Periodic Reporting for period 2 - FAST-STREAM (Solving the ‘last-mile delivery challenge’ for quality Over-The-Top (OTT) streaming content)
Reporting period: 2023-02-01 to 2024-09-30
The root cause of these problems is the "the last mile network". To reach its destination, content must often traverse volatile network segments (such as mobile and Wi-Fi networks) and must compete with traffic from other services over scarce network bandwidth. Bad user-experience results in customer churn, decreased user engagement, and loss of income for service providers. It also harms the ability to effectively work and study from home and has a negative impact on the economy.
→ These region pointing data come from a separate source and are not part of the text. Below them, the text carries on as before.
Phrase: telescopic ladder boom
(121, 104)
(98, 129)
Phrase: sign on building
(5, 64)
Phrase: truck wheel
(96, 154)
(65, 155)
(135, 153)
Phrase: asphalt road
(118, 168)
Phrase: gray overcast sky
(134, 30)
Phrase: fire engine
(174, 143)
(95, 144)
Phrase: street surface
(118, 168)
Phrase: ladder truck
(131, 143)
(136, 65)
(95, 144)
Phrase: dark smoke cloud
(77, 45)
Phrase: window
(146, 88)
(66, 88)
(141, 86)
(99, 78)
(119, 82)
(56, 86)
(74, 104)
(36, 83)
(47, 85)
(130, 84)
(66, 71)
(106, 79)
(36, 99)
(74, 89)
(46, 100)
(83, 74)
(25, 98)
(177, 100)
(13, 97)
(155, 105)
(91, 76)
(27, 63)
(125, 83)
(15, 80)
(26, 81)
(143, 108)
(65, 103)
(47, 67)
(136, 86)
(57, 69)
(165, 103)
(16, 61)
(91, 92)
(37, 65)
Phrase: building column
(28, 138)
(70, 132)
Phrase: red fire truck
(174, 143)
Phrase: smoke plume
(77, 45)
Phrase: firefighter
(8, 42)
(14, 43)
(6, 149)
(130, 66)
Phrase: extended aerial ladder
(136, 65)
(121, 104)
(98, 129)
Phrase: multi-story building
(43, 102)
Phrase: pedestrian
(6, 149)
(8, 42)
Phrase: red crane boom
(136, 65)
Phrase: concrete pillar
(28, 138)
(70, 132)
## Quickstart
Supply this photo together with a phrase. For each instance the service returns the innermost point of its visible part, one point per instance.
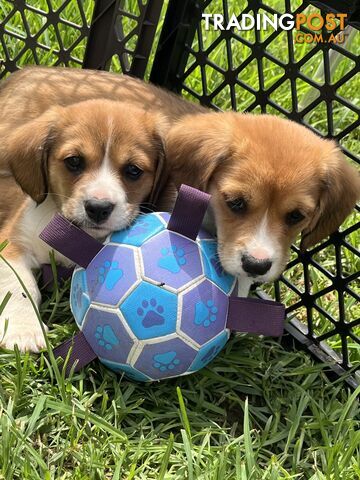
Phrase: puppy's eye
(238, 205)
(294, 217)
(133, 172)
(75, 164)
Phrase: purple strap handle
(189, 211)
(70, 240)
(260, 317)
(252, 315)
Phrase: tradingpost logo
(314, 22)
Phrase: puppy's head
(270, 180)
(98, 160)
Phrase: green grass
(257, 412)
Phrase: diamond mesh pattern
(314, 84)
(56, 34)
(258, 71)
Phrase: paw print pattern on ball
(165, 361)
(106, 337)
(105, 332)
(145, 227)
(208, 352)
(109, 274)
(79, 299)
(205, 313)
(151, 312)
(172, 259)
(168, 358)
(141, 227)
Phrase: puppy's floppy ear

Compira Labs' solution is utilizing Performance-oriented Congestion Control (PCC) algorithmic framework, data analysis and machine learning methodologies. While it requires no changes to the network or applications, it offers better utilization of the existing networks thus reducing the digital divide by providing better access to Internet services to wider communities.
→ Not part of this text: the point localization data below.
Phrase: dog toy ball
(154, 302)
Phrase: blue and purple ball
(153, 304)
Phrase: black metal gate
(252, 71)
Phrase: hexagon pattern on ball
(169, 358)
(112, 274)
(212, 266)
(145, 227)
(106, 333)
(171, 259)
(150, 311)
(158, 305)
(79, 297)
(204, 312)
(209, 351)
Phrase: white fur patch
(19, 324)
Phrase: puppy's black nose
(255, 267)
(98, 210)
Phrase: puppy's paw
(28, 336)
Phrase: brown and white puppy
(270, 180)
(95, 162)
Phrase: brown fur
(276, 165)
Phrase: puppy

The goals of this project were focused on scaling up our technical solution to support successful large-scale field trials for a diverse set of customer use cases, followed by successful qualification and validation of our technology under operational conditions.
1. Qualification and validation of solution in operational environments: We conducted pilots with Telefonica (Spain, Chile, Peru), Lumen (USA, Mexico), Conversant Solutions Pte Ltd. (Vietnam. Malaysia), and Medianova (Europe and Middle East). In these pilots, we were able to effectively qualify and validate our CompiraEdge software for HTTP/TCP and QUIC/UDP delivery, as well as its integration with our CompiraCloud data platform and SaaS dashboard, in a variety of use-cases and networks.
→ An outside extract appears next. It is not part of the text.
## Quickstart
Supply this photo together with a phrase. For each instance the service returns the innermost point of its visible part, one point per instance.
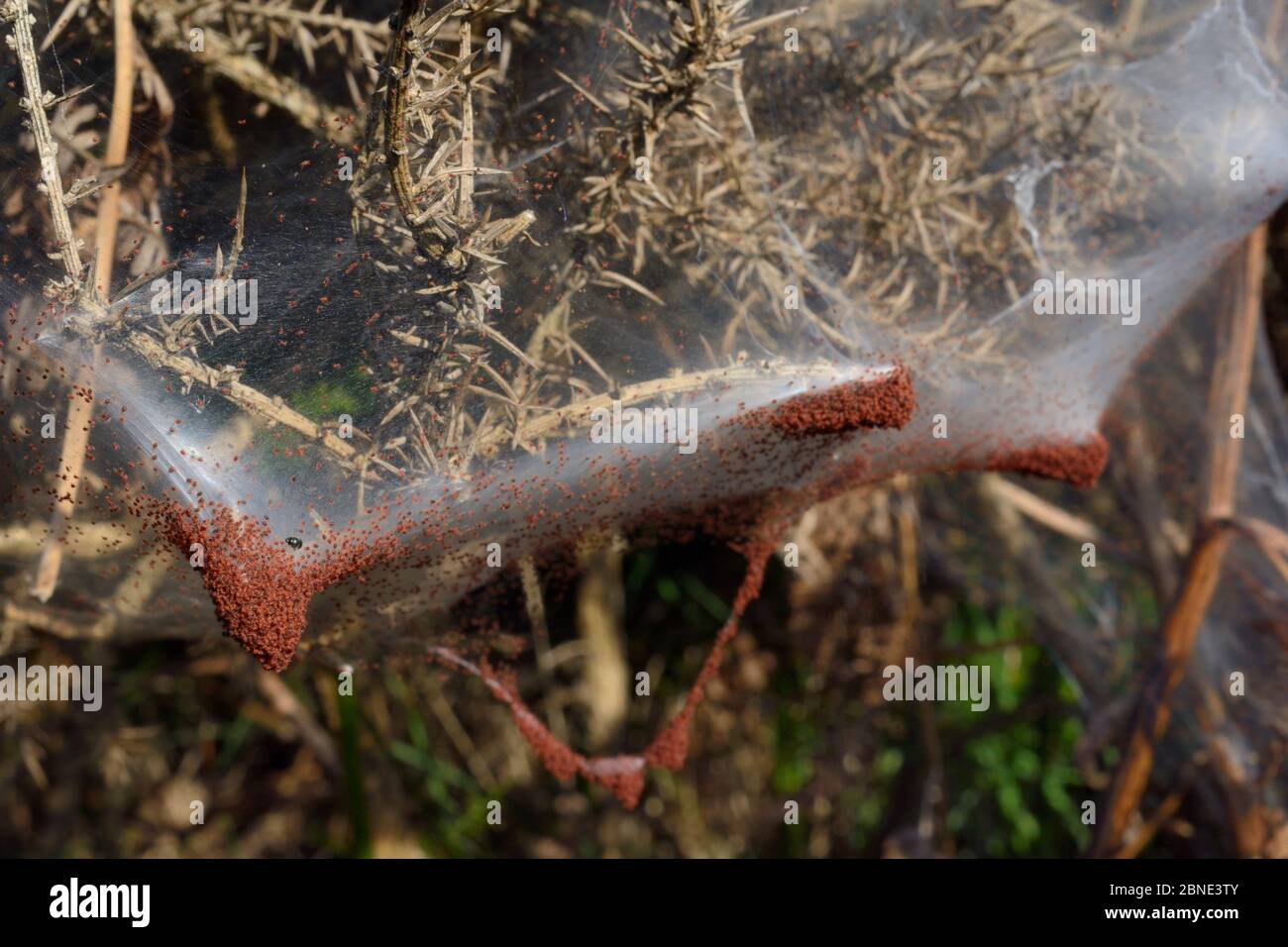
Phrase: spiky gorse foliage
(630, 172)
2. Technology improvements and development: Scale up of our technical solution for a commercially viable product. This included performance improvement of pre-commercial PCC module plug-ins (HTTP/TCP, QUIC, WebRTC), increasing protocol resiliency, scaling data collection and analytics engine, enabling automated PCC configuration updates (using machine learning techniques), and improving and extending our testing capabilities to cover all primary transport platforms as well as additional network scenarios (mobile, fixed networks, etc.).
In the lab, our solution achieved better user experience metrics than the state-of-the-art alternatives for both HTTP3/QUIC and webRTC implementations.